Many people are familiar with The Prodigal Son, a parable of Jesus, depicted in this famous painting by Rembrandt. Although it gives hope to parents of prodigals, the emphasis on the story in the Gospels is more about forgiveness than a wayward child.
I have always loved this story for many reasons. But it was not until I was asked to forgive like that Forgiving Father did the story become etched on my soul.
You see, my mother passed away in 1993. I knew it was hard on my dad to lose his wife and companion of 47 years, but I did not know how hard until his grief drove him away from us.
In his loneliness, just seven months after my mother's death, my father eloped with a woman he hardly knew. (Yes, he eloped; carrying their luggage covered with large trash bags, leaving their apartment complex before the sun came up, like sneaky teenagers.) His new wife convinced him in his weakened emotional state that my sister and I were after his money. Mind you, he was not a wealthy man. His money was hardly enough to quibble over and was there for any long term health care needs. Yet her incredible greed sucked his bank accounts dry with a brand new car, plastic surgery, and whatever else she desired. The emotional, mental and physical abuse she brought upon my 84 year old father, convinced him to break all relationship with us.

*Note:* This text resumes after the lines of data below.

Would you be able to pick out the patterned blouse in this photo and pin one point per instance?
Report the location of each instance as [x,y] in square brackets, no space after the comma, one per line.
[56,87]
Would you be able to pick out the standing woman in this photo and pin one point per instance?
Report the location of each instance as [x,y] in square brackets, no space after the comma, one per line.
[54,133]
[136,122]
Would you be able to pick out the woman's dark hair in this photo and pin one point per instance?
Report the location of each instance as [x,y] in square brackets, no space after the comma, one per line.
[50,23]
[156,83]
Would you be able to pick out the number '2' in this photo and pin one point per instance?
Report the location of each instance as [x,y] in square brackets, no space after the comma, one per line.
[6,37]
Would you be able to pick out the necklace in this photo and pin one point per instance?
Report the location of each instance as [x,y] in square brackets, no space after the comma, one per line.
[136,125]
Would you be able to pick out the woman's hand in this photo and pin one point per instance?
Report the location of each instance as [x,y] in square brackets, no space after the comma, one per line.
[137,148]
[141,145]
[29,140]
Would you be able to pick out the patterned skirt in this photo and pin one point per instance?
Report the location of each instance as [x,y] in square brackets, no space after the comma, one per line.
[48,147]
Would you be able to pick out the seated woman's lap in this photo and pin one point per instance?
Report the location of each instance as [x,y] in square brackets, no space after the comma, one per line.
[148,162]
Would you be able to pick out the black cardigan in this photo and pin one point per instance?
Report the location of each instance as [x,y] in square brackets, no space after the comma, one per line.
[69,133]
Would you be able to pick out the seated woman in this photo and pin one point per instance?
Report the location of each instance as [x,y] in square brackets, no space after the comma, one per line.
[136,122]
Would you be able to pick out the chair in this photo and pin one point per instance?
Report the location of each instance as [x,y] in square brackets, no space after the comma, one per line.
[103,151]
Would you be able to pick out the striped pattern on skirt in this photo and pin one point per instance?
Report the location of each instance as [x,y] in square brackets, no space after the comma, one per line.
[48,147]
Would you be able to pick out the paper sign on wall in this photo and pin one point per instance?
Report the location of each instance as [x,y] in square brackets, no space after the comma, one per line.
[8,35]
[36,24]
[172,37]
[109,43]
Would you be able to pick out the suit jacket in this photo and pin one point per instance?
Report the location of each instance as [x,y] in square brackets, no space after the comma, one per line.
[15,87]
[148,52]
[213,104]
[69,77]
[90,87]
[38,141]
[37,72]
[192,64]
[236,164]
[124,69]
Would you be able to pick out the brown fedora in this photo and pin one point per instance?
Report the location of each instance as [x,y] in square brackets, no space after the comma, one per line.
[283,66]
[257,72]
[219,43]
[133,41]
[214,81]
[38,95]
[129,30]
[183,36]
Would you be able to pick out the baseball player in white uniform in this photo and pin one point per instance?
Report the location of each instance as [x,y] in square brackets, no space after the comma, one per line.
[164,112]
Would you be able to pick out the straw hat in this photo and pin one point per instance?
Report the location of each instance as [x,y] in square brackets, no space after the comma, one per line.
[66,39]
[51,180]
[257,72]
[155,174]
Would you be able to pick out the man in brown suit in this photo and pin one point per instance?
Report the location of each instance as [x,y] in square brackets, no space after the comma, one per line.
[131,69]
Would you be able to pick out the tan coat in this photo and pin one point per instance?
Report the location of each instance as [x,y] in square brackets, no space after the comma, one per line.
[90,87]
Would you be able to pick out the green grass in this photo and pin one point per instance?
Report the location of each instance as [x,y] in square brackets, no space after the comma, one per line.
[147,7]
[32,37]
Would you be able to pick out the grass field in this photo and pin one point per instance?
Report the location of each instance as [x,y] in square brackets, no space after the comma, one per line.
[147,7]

For the first few years, I sent him letters, called him on the telephone, and even showed up for surprise visits at his apartment, only to have my mail returned unopened, receivers slammed down, and doors shut in my face, with the words, "I'm sorry; I have no family." Eventually I was able to clothe myself in the peace with God, knowing I would get my father back in Eternity.
In 2003, my dad found himself alone. In a little over nine years, she moved him four times (including one move across ten states), spent all his money, claimed any thing of value from his belongings, and eventually, locked him out of his own apartment. In his broken, penniless state, he was finally able to listen to the truth. On February 3, 2003, just a few days before the tenth anniversary of my mother's death, my 93 year old father moved in with us.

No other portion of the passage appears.